Linezolid Induced Black Hairy Tongue an Uncommon Phenomenon: A Case Report with Update of Review of ...

Rakesh Tilak Raj, Rajnish Raj, Jitender Nagpal, Raj Kumar

American Journal of Medical Sciences and Medicine

Linezolid Induced Black Hairy Tongue an Uncommon Phenomenon: A Case Report with Update of Review of Literature

Rakesh Tilak Raj1,, Rajnish Raj2, Jitender Nagpal2, Raj Kumar3

1Department of Dermatology and Venereology and Leprosy, Government Medical College and Rajindra Hospital, Patiala, India

2Department of Psychiatry, Government Medical College and Rajindra Hospital, Patiala, India

3Department of Pharmacology, GGS Medical College (Baba Farid University of Health Sciences), Faridkot, India

Abstract

As the use of newer antibiotics like Linezolid is tremendously increasing due to their efficacy and safety against methicilin resistant staphylococcus aureus and Vancomycin resistant entero-cocci, its rarer side effect like black hairy tongue is often overlooked. Case presentation: A 26 year-old-male, reported with asymptomatic black hairy tongue (BHT) on tenth day after taking Linezolid 600mg twice daily for his left foot infection. His tongue examination was consistent with black hairy tongue. He neither exhibited any predisposing factor nor any history of substance abuse or drug except Linezolid and prompt withdrawal of drug led to complete resolution of BHT on seventh day. Re-challenge test revoked similar response on tenth day. WHO-UMC causality scale showed certain adverse drug reaction and on Naranjo’s adverse drug reaction probability scale score of 10 indicates definite association. Conclusion: This case report is highlighted due to its rarity, self-limiting and reversible condition. The purpose of the paper is to create awareness amongst medical fraternity about Linezolid induced Adverse Drug Reaction.

Cite this article:

  • Rakesh Tilak Raj, Rajnish Raj, Jitender Nagpal, Raj Kumar. Linezolid Induced Black Hairy Tongue an Uncommon Phenomenon: A Case Report with Update of Review of Literature. American Journal of Medical Sciences and Medicine. Vol. 4, No. 4, 2016, pp 71-76. http://pubs.sciepub.com/ajmsm/4/4/1
  • Raj, Rakesh Tilak, et al. "Linezolid Induced Black Hairy Tongue an Uncommon Phenomenon: A Case Report with Update of Review of Literature." American Journal of Medical Sciences and Medicine 4.4 (2016): 71-76.
  • Raj, R. T. , Raj, R. , Nagpal, J. , & Kumar, R. (2016).
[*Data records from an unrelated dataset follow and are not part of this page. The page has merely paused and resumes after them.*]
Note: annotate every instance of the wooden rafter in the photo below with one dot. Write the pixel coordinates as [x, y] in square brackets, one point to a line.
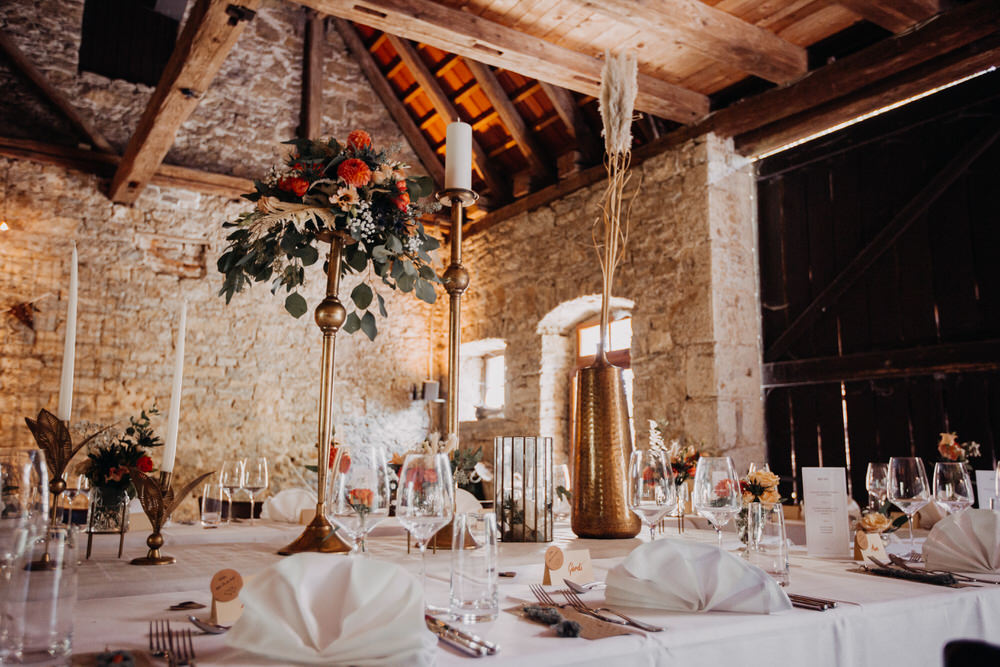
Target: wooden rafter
[490, 42]
[209, 34]
[312, 76]
[711, 32]
[427, 155]
[84, 127]
[446, 109]
[895, 228]
[103, 164]
[510, 117]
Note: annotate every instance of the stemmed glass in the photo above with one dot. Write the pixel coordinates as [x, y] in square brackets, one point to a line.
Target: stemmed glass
[952, 486]
[651, 490]
[358, 497]
[254, 478]
[717, 495]
[231, 479]
[876, 480]
[908, 488]
[425, 500]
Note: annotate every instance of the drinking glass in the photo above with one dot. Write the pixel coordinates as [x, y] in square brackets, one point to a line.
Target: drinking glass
[717, 495]
[876, 481]
[908, 488]
[254, 478]
[358, 491]
[213, 499]
[231, 479]
[952, 486]
[651, 490]
[425, 500]
[474, 592]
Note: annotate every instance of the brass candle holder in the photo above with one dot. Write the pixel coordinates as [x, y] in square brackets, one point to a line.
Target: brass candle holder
[330, 314]
[159, 501]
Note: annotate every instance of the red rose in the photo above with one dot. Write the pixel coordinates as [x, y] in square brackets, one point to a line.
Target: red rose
[294, 184]
[359, 139]
[354, 172]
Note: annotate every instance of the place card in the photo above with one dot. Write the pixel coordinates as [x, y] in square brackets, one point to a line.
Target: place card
[226, 605]
[825, 501]
[572, 565]
[986, 483]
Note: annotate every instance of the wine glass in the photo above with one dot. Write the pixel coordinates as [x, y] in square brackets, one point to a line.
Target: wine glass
[876, 480]
[425, 500]
[651, 490]
[952, 486]
[717, 495]
[908, 488]
[231, 479]
[254, 478]
[358, 497]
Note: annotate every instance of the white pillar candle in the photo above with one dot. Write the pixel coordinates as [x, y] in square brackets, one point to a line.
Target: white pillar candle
[173, 419]
[458, 157]
[69, 346]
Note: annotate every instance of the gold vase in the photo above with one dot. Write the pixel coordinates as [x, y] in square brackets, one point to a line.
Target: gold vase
[602, 443]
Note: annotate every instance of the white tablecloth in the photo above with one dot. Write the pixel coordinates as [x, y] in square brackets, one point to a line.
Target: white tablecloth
[893, 622]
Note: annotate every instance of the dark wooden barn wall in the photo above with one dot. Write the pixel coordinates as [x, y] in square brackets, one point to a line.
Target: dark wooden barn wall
[937, 284]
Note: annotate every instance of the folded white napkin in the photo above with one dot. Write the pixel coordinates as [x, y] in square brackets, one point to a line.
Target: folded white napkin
[288, 504]
[690, 576]
[965, 542]
[333, 610]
Linezolid Induced Black Hairy Tongue an Uncommon Phenomenon: A Case Report with Update of Review of Literature. American Journal of Medical Sciences and Medicine, 4(4), 71-76.
  • Raj, Rakesh Tilak, Rajnish Raj, Jitender Nagpal, and Raj Kumar. "Linezolid Induced Black Hairy Tongue an Uncommon Phenomenon: A Case Report with Update of Review of Literature." American Journal of Medical Sciences and Medicine 4, no. 4 (2016): 71-76.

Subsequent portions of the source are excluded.